Il faut être Kalatozov pour nous imposer et nous faire acquiescer à un scénario aussi violemment improbable. Que ce soit l’assemblage du radeau alors que l’homme est à bout de forces depuis longtemps ou son sauvetage final où contre tout attente il ouvre encore les yeux, la beauté des images est telle que nous sommes prêts à faire fi de toutes les conventions attachées à la figure du Super héros, même les plus extrêmes. La lettre inachevée est ainsi un de ces films qui s’impriment durablement sur la rétine par leur audace. Il nous embarque littéralement dans un crescendo sans faille, où les moments de calme sont aussi intenses que les scènes les plus dramatiques. C’est aussi à cette puissance du souffle, à cette tension de tous les instants que l’on reconnaît les très grands films. À n’en pas douter La lettre inachevée en fait partie.

Sur le web

« Parmi les cinéastes soviétiques qui prirent à cœur de mettre en scène, d’une façon ou d’une autre, l’héroïsme, Mikhail Kalatozov occupe une place particulière. Il participa en effet à la fin des années 1950 à la percée internationale d’un cinéma soviétique post-Staline : son film Quand passent les cigognes, qui narre les épreuves traversées par une jeune femme séparée de son fiancé par le début de la Seconde Guerre Mondiale, fut auréolé de la Palme d’or au Festival de Cannes en 1958 et connut un grand succès public, autant dans les pays du bloc de l’est que dans ceux de l’Europe occidentale. Les propositions esthétiques novatrices de ce mélodrame torrentueux, louées à sa sortie en salles, sont toutefois nées de la collaboration avec un second esprit créatif à l’identité forte, le chef opérateur Sergueï Ouroussevski. Les deux artistes, qui s’entendaient sur une conception profondément formaliste du cinéma, poursuivront leur travail jusqu’à la réalisation du triomphant Soy Cuba en 1964.

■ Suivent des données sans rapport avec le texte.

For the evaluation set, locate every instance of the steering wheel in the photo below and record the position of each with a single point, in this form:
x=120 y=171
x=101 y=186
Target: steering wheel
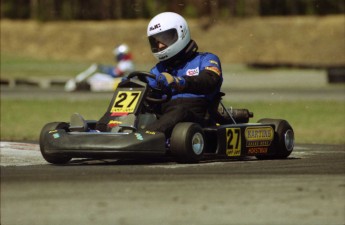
x=142 y=75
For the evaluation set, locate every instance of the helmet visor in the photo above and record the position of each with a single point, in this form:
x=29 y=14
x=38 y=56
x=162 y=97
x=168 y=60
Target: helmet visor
x=163 y=40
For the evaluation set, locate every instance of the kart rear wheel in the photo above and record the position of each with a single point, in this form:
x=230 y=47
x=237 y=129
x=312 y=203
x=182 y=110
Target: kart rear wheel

Ainsi coincé entre un grand succès de son époque et une œuvre ambitieuse redécouverte tardivement, La Lettre inachevée, produit en 1959 d’après une nouvelle de Valeri Ossipov, apparaît moins comment un moment fort de la filmographie de Kalatozov que les deux longs-métrages susmentionnés… La parenté avec Quand passent les cigognes se ressent nettement dans ce film, au registre pourtant bien différent. Quittant les chemins du drame historique pour ceux du franc survival en milieu sauvage, La Lettre inachevée met à nouveau en scène des personnages pris dans une situation qui les dépasse largement (ici, une expédition scientifique qui, suite à une série de catastrophes naturelles, tourne au cauchemar) et se distingue par sa maîtrise du temps et des accents dramatiques du récit, au cours d’une heure et demie qui semble étendue par l’ampleur des événements traversés. Le motif visuel de l’entrave est également repris, les personnages ne se frayant plus un chemin dans une foule bouleversée par la guerre mais entre les branches serrées des forêts de Sibérie : leur récurrence rappelle que les fictions de Kalatozov sont animées par une forme de lutte – contre l’environnement extérieur, contre la détresse intérieure – qui est un sujet profondément politique. La critique Eugénie Zvonkine rappelle à ce titre que l’histoire du film s’écrit sur fond d’héroïsme et de progrès technique, l’hypothétique gisement de diamants que recherchent les géologues pouvant devenir une grande ressource économique pour l’URSS. Le récit développe ainsi avec finesse une lecture patriotique, où les scientifiques se lancent dans une expédition dangereuse pour, littéralement, rendre leur pays riche par le travail de la terre, et où la question du sacrifice, tapie dans l’ombre, attend son heure.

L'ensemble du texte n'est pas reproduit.